We all need to be reminded that we need to show people that they are valued in our organization. Sometimes we need a wake-up call to see how important it is to have people around us who really care about their craft at work. This lesson came on a sailing trip from St. Maarten to Grenada, but the principles remain the same in the boardroom or on the boat.
Alone after watch
I had finished my watch two hours ago. My first watch series on our trip from St Maarten to Grenada was the 9:00 pm to midnight, then back on at 6:00 am to 9:00 am. Our vessel was a 50- foot cruising catamaran (multi-hull sailboat) that was being moved to get it out of the hurricane zone for insurance purposes.
Having just had breakfast of hard-boiled eggs and ham, I kicked back on the windward side of the boat to relax on my off time. Had we been sailing a monohaul sailboat, I would be sitting on the “high side” with other crew members as the boat dug into the water, with one side of the boat almost in the water. A cruising catamaran is meant for stability, and we did not need to gather the crew on the windward side to balance out the boat. The rest of the crew that was not at the helm could relax and rest. For now, it was just me, the wind and the sea spray. All alone to reflect and realize the blessings of developing a crew.
Many people get their start in sailing by serving as “rail meat” which is a terse way to describe racers whose function is to serve solely as movable ballast. These team members move from one side of the boat to the other as the boat tacks through the wind and around the course markers. The only requirements for this position are the ability to listen well, learn well and move quickly and adroitly across the boat as she changes course. Since not everyone is ready to make a boat purchase, or has the goal of owning a boat, serving as “rail meat” allows new sailors to pay their dues in exchange or “pay” in the enjoyment of racing and learning. How the skipper engages the crew serving as movable ballast determines how long they stick with the sport or how far they advance in sailing.
The tale of two teams, or… the new boat vs. the old boat
When we do employee engagement excursions on the sailboats, we often tell the story of two race boats during our time together. It’s a simple but powerful story. You see, there once were two race boats that competed against each other. One boat was a modern racing boat that was sleek, light and had all the latest technology tools. The other boat was an older cruising boat that was broad and heavy. She had some technology, but her mass in the water was still what made her slower than the modern racing boat. But there was some equalization and the older slower boat was often the winning boat.
In sail racing, there is a handicap system that puts boats on a more even playing system. It’s like the system that is used in golf. After the handicap was applied, the old boat and the modern racing boat were closer competitors. On board the modern racing boat, crew members were belittled for lack of knowledge or ability. If something went wrong the captain and first mate accused and looked for fault instead of encouraging and sharing in the responsibility of team improvement. On board the old sailboat, there was a spirit of support, encouragement, growth and learning. The modern boat had a high turnover rate among their crew, the older boat retained and developed people. And the old boat won more races than the modern race boat. The lesson remains the same on the boat or in the boardroom. People want to feel supported, heard from, and encouraged to grow.
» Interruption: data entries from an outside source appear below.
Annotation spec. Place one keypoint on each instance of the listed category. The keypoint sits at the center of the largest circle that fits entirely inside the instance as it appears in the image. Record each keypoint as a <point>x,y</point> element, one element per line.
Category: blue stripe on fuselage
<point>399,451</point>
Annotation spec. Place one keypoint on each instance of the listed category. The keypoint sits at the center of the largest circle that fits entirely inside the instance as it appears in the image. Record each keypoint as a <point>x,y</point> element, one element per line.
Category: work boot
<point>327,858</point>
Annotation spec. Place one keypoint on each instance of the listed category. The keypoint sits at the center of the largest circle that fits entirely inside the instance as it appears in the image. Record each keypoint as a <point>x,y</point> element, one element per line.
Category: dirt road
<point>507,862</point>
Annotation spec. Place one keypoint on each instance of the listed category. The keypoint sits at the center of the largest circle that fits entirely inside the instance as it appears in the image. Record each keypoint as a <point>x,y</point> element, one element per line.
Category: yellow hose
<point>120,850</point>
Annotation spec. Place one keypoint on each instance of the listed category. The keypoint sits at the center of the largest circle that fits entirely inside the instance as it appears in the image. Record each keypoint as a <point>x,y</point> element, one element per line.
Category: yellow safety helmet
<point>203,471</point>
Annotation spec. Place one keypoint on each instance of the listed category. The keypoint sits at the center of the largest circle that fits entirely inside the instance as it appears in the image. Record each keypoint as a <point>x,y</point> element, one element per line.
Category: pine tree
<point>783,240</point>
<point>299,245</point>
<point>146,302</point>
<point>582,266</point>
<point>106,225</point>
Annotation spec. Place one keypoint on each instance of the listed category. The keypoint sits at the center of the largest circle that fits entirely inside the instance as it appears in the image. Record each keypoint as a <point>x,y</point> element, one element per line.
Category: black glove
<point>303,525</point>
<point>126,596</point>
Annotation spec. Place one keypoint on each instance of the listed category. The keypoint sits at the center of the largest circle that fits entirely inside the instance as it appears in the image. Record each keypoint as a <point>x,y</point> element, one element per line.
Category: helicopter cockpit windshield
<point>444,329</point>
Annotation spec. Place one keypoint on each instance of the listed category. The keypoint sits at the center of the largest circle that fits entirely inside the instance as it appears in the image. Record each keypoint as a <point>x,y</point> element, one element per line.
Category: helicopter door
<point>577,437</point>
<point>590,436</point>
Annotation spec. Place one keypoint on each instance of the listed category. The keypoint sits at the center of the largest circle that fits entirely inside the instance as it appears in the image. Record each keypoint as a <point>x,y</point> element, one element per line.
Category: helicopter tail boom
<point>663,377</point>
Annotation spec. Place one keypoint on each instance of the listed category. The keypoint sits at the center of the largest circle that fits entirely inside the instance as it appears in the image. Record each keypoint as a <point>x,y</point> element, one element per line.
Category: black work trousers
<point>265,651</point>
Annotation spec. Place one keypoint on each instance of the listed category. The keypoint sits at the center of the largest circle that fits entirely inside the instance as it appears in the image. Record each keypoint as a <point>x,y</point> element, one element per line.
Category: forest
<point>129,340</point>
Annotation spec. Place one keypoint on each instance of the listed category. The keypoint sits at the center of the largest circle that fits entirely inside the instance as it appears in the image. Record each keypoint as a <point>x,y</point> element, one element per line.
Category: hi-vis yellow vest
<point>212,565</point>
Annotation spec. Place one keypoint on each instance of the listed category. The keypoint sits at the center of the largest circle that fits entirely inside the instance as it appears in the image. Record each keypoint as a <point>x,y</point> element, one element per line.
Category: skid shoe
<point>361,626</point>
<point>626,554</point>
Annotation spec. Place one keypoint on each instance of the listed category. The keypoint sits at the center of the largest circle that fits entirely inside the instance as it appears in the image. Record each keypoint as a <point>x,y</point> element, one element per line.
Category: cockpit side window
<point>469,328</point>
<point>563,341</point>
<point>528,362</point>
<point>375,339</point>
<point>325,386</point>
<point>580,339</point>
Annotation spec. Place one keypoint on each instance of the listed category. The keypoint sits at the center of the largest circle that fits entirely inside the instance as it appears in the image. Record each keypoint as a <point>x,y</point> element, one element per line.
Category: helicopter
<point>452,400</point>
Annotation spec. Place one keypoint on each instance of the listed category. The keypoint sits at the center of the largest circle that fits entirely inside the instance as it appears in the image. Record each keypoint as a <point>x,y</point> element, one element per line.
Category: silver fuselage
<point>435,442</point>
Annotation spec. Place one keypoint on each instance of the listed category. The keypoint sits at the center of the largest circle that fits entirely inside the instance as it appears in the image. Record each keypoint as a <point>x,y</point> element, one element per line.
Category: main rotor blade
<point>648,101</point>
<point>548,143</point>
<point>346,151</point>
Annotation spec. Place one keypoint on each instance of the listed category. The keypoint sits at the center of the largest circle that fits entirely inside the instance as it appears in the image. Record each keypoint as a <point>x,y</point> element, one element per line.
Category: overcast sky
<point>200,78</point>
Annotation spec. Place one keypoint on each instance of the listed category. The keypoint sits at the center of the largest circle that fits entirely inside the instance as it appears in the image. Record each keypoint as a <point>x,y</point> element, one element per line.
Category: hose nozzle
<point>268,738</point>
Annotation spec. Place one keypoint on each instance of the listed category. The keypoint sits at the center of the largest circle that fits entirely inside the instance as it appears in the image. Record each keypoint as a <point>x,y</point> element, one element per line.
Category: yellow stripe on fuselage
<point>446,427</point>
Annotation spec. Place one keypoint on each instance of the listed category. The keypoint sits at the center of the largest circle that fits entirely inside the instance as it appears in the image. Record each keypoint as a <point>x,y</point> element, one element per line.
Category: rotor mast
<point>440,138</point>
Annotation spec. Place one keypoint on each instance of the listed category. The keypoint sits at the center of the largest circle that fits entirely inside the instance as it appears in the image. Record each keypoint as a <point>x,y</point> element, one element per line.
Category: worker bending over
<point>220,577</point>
“Treat your crew with respect, show them the way, and watch them grow”
~ Captain Don Doggett
Thank you, Captain Don
Over the past few years of my sailing career, I have had the pleasure of partnering with our friends at True North Maritime Academy. They have transformed me from just being a competent sailor into being a Captain, who understands the boat’s systems and bigger picture of the boat upon the sea. It is through Captain Don Doggett’s leadership at True North that I have learned that beyond leading, the Captain’s job is to be respectful of his crew and encourage them to grow. It’s the same in the conference room too. A business owner or unit leader must foster a culture of support, encouragement, growth and learning. These are the hallmarks of highly engaging team.
It doesn’t matter if you are working with the entry level person in the company (similar to rail meat in racing) or a highly skilled knowledge worker, each person wants to feel valued and have the opportunity to grow. Take time to check in with them to see where they want to learn, grow and how they need feedback (feedback will be a topic we’ll get to next time). Make sure you share your vision and keep the spirit alive in the pursuit of the corporate vision as you communicate with your team. While being alone on the windward side of the boat or in a quiet office offers time for reflection and planning, being surrounded by an engaged team is where the excitement and action is.